Less
- First edition cover
- Author: Andrew Sean Greer
- Illustrator: Lilli Carré
- Cover artist: Leo Espinosa (art) Julianna Lee (design)
- Publisher: Lee Boudreaux Books
- Publication date: July 18, 2017
- Publication place: New York
- Pages: 272
- Awards: Pulitzer Prize for Fiction (2018)
- ISBN: 978-0-316-31612-5
- OCLC: 962814984
- Dewey Decimal: 813/.54
- LC Class: PS3557.R3987 L47 2017
- Followed by: Less Is Lost

= Less (novel) =

2017 satirical novel by Andrew Sean Greer

Less is a 2017 satirical novel by American author Andrew Sean Greer. The plot follows writer Arthur Less as he travels the world on a literary tour to numb his loss of the man he loves.
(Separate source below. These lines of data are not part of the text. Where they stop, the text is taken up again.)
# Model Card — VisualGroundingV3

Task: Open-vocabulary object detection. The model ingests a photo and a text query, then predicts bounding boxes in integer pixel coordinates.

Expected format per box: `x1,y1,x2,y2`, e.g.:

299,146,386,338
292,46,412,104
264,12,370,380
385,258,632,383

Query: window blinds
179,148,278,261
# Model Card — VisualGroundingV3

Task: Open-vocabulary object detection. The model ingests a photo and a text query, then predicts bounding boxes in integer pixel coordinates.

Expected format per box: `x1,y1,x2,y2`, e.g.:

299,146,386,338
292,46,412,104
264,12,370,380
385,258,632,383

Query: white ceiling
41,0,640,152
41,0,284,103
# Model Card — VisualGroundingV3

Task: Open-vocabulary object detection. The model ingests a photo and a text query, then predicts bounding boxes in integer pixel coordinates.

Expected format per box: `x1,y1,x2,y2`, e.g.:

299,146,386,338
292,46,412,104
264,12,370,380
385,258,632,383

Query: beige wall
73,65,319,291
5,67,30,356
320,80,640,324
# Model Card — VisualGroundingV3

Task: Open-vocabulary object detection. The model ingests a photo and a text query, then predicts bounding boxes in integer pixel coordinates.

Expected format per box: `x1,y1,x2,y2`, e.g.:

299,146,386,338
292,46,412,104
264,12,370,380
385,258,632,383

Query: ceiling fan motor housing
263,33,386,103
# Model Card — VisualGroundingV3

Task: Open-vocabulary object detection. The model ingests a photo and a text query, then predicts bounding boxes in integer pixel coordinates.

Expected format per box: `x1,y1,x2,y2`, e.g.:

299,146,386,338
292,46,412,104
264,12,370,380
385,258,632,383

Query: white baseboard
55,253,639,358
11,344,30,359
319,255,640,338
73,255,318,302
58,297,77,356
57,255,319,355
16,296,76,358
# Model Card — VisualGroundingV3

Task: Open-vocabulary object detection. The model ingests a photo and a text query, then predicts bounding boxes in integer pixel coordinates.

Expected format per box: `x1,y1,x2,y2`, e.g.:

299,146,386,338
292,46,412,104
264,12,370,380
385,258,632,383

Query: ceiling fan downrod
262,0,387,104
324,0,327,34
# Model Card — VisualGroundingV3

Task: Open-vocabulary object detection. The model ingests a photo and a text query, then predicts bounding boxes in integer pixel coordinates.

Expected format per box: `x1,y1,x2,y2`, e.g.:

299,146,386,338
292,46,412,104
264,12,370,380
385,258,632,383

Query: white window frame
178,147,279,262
The novel won the 2018 Pulitzer Prize for Fiction. The sequel Less Is Lost was published in 2022.

== Plot ==
Arthur Less is a 49-year-old gay writer of middling success from San Francisco, known primarily for having once been in a relationship with an older gentleman, Robert Brownburn, a Pulitzer Prize-winning poet. He first experienced moderate success with his debut novel, but in the decades since has struggled to garner the same success. His most recent novel, Swift, has recently been rejected by his publisher. Arthur, who is dreading his 50th birthday, is suddenly invited to the wedding of his ex-sweetheart, Freddy Pelu. In an attempt to avoid the wedding, Arthur goes on an extensive overseas trip after accepting invitations to the numerous literary engagements which he typically declines.

He first travels to New York City to interview writer H.H.H. Mandern, and then to Mexico City for a conference about Robert. In Turin, Arthur attends an award ceremony where, to his surprise, he wins. He later accepts a teaching offer for a creative writing seminar in Berlin. After a layover in Paris where he meets an old friend, Arthur travels to Morocco to celebrate his 50th birthday in the Sahara. He eventually arrives in India, where he accepts a writer-in-residence at a Christian retreat community in Kerala. Finally, he travels to Japan to write as a food critic. After hearing that Robert has suffered a stroke, Arthur returns home to San Francisco where he finds Freddy there waiting for him.

== Background ==
The book covers themes such as romantic love, relationships, aging, and travel. Greer began writing Less as a "very serious novel" but found that "the only way to write about [being gay and aging] is to make it a funny story. And I found that by making fun of myself, I could actually get closer to real emotion – closer to what I wanted in my more serious books."

== Reception ==
Less won the 2018 Pulitzer Prize for Fiction. In reporting the award, the Associated Press accidentally wrote the novel's title as Fearless. The book also was a New York Times best seller, won the Northern California Book Award, and was a finalist for the Lambda Literary Award for Gay Fiction. In May 2019, Less won International Book of the Year at the Australian Book Industry Awards.